When searching for an enclosure for a raspberry pi, the idea came.
It was based on dimensions in the FCC filing & the top secret unboxing video that was obliterated.
The cables actually emerge in the same place as shown in the video. It actually solves the problem of elevating the wifi antenna, routing the cables & takes the least space, but it gets quite hot even with the clockspeed limited to 700Mhz & has trouble standing up without a massive counterweight. A 3D printer would make a much better enclosure that looks like the real thing, but by the time lions have a 3D printer, it'll be easier just to get a real Starlink router.
Helas, the raspberry pi gets over 60C in the enclosure, so the lion kingdom has to keep it open. The model B 3+ also crashes when its ethernet is driven at full capacity.
The problem is the transmit buffer in the lan78xx driver locks up. The workaround is to use the traffic shaper https://wiki.gentoo.org/wiki/Traffic_shaping to limit bandwidth. The failure bandwidth is determined by CPU load, so it could still crash if the CPU is maxed out. Another workaround is to use a USB network card.

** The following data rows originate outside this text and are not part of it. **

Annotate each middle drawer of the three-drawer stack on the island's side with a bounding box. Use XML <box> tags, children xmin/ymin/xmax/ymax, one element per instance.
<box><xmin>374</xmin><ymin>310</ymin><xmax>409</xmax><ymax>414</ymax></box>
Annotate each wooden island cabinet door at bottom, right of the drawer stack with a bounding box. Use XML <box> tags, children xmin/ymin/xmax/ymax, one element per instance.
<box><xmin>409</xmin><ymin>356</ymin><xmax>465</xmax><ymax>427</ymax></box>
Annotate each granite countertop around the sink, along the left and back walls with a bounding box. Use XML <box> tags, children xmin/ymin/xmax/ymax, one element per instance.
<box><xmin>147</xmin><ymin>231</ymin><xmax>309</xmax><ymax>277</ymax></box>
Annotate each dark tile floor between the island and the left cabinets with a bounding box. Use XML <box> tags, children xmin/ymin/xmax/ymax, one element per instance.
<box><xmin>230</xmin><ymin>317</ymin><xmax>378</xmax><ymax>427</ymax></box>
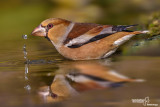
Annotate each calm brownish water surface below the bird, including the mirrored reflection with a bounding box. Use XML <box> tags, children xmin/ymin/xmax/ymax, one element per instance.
<box><xmin>0</xmin><ymin>36</ymin><xmax>160</xmax><ymax>107</ymax></box>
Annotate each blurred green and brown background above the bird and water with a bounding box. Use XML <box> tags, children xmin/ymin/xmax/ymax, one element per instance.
<box><xmin>0</xmin><ymin>0</ymin><xmax>160</xmax><ymax>53</ymax></box>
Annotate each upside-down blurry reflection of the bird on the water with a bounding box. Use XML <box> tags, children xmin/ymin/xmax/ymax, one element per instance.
<box><xmin>39</xmin><ymin>60</ymin><xmax>141</xmax><ymax>102</ymax></box>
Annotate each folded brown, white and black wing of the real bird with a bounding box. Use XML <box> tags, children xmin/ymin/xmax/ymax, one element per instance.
<box><xmin>64</xmin><ymin>23</ymin><xmax>135</xmax><ymax>48</ymax></box>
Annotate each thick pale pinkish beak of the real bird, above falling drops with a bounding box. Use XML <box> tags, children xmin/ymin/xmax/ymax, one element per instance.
<box><xmin>31</xmin><ymin>25</ymin><xmax>46</xmax><ymax>36</ymax></box>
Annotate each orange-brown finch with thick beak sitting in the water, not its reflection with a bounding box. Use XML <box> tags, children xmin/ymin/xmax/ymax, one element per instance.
<box><xmin>31</xmin><ymin>18</ymin><xmax>148</xmax><ymax>60</ymax></box>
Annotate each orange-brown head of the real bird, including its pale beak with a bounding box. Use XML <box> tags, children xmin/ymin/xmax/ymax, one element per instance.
<box><xmin>32</xmin><ymin>18</ymin><xmax>71</xmax><ymax>44</ymax></box>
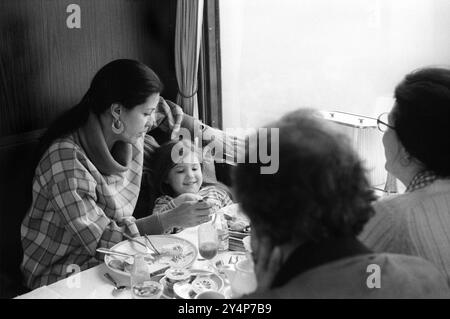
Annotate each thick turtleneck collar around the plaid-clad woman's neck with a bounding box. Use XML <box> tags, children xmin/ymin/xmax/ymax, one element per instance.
<box><xmin>77</xmin><ymin>113</ymin><xmax>132</xmax><ymax>175</ymax></box>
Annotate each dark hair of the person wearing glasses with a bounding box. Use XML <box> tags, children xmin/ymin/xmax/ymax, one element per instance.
<box><xmin>392</xmin><ymin>68</ymin><xmax>450</xmax><ymax>177</ymax></box>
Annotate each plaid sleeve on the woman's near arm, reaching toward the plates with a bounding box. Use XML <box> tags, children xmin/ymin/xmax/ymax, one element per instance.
<box><xmin>51</xmin><ymin>178</ymin><xmax>139</xmax><ymax>257</ymax></box>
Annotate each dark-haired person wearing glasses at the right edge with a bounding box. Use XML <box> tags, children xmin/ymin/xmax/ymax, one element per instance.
<box><xmin>359</xmin><ymin>68</ymin><xmax>450</xmax><ymax>279</ymax></box>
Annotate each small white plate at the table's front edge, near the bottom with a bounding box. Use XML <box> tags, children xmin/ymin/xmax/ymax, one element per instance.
<box><xmin>173</xmin><ymin>269</ymin><xmax>224</xmax><ymax>299</ymax></box>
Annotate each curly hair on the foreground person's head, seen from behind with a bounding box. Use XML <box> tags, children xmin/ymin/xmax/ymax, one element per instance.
<box><xmin>233</xmin><ymin>109</ymin><xmax>375</xmax><ymax>244</ymax></box>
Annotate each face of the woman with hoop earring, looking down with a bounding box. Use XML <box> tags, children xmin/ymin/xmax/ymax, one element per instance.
<box><xmin>120</xmin><ymin>93</ymin><xmax>159</xmax><ymax>144</ymax></box>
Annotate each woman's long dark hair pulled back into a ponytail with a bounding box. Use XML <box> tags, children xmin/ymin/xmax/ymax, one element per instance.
<box><xmin>34</xmin><ymin>59</ymin><xmax>163</xmax><ymax>171</ymax></box>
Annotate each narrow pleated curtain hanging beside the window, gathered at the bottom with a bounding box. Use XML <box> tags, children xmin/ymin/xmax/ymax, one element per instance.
<box><xmin>175</xmin><ymin>0</ymin><xmax>204</xmax><ymax>115</ymax></box>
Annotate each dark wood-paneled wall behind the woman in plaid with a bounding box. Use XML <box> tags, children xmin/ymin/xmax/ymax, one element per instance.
<box><xmin>0</xmin><ymin>0</ymin><xmax>177</xmax><ymax>296</ymax></box>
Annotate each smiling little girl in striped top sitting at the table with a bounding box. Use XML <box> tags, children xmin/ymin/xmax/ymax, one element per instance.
<box><xmin>152</xmin><ymin>140</ymin><xmax>233</xmax><ymax>232</ymax></box>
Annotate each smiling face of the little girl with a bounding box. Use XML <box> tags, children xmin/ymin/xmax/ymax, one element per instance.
<box><xmin>166</xmin><ymin>152</ymin><xmax>203</xmax><ymax>196</ymax></box>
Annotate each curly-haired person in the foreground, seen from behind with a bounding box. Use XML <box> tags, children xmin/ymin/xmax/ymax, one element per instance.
<box><xmin>233</xmin><ymin>109</ymin><xmax>448</xmax><ymax>298</ymax></box>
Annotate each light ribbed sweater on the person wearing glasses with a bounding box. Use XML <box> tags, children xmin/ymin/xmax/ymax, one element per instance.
<box><xmin>359</xmin><ymin>179</ymin><xmax>450</xmax><ymax>281</ymax></box>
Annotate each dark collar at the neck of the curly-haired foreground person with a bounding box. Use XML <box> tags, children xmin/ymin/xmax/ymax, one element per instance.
<box><xmin>272</xmin><ymin>237</ymin><xmax>372</xmax><ymax>288</ymax></box>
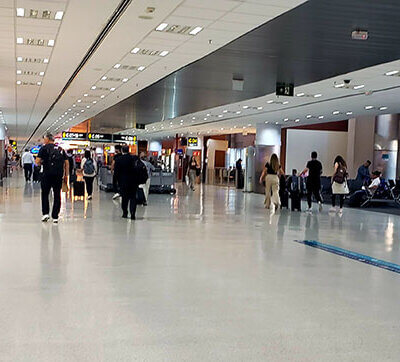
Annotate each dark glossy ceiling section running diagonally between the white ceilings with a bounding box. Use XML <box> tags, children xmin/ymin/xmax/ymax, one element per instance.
<box><xmin>92</xmin><ymin>0</ymin><xmax>400</xmax><ymax>131</ymax></box>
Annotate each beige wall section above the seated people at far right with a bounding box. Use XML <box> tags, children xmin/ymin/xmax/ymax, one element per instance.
<box><xmin>347</xmin><ymin>116</ymin><xmax>375</xmax><ymax>178</ymax></box>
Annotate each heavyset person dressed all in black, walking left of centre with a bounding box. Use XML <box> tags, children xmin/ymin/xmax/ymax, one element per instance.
<box><xmin>114</xmin><ymin>146</ymin><xmax>140</xmax><ymax>220</ymax></box>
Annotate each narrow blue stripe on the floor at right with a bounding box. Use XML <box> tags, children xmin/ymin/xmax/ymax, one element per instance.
<box><xmin>295</xmin><ymin>240</ymin><xmax>400</xmax><ymax>274</ymax></box>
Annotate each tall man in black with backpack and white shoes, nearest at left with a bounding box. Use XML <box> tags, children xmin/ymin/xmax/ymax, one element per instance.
<box><xmin>36</xmin><ymin>133</ymin><xmax>69</xmax><ymax>224</ymax></box>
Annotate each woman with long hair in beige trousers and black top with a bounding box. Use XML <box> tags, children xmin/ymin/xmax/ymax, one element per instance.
<box><xmin>260</xmin><ymin>153</ymin><xmax>281</xmax><ymax>214</ymax></box>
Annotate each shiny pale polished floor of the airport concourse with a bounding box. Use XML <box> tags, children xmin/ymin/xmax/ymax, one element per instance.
<box><xmin>0</xmin><ymin>178</ymin><xmax>400</xmax><ymax>362</ymax></box>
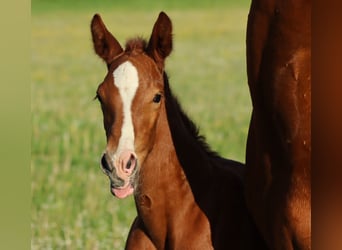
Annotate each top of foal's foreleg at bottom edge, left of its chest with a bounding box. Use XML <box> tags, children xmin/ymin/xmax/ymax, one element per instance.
<box><xmin>125</xmin><ymin>216</ymin><xmax>156</xmax><ymax>250</ymax></box>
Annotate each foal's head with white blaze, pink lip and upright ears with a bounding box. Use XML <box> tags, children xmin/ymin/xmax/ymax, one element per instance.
<box><xmin>91</xmin><ymin>12</ymin><xmax>172</xmax><ymax>198</ymax></box>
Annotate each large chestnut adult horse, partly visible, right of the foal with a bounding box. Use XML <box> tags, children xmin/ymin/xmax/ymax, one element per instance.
<box><xmin>246</xmin><ymin>0</ymin><xmax>311</xmax><ymax>250</ymax></box>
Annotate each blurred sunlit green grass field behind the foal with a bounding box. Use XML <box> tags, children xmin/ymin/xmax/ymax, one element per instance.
<box><xmin>31</xmin><ymin>0</ymin><xmax>251</xmax><ymax>250</ymax></box>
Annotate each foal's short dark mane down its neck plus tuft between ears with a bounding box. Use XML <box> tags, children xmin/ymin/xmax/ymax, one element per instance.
<box><xmin>125</xmin><ymin>37</ymin><xmax>218</xmax><ymax>157</ymax></box>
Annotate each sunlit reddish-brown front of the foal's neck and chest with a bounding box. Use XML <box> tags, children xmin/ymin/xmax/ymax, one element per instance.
<box><xmin>135</xmin><ymin>104</ymin><xmax>209</xmax><ymax>249</ymax></box>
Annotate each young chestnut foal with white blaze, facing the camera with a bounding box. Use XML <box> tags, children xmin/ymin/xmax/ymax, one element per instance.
<box><xmin>91</xmin><ymin>12</ymin><xmax>264</xmax><ymax>250</ymax></box>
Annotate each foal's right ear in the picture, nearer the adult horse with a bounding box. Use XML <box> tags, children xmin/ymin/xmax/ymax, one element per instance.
<box><xmin>147</xmin><ymin>12</ymin><xmax>172</xmax><ymax>71</ymax></box>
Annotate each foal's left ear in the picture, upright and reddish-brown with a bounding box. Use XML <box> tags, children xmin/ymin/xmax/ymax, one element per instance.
<box><xmin>90</xmin><ymin>14</ymin><xmax>123</xmax><ymax>64</ymax></box>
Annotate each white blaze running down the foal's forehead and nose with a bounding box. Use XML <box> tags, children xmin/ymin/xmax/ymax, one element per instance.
<box><xmin>113</xmin><ymin>61</ymin><xmax>139</xmax><ymax>155</ymax></box>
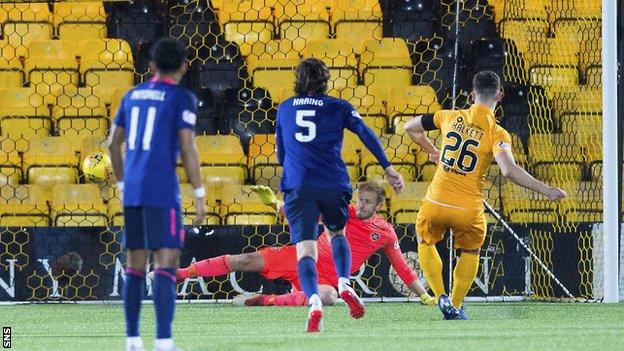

The PI has never had much quality control. It's always been a toy people try out & throw away or a teaching tool that runs maybe a tower of hanoi problem. If they use it as router, it's way below its capacity. The model B 1.0 never could run full CPU clockspeed without crashing. The zero W was sort of a high point, but it didn't have ethernet & was prone to having its wifi chip break.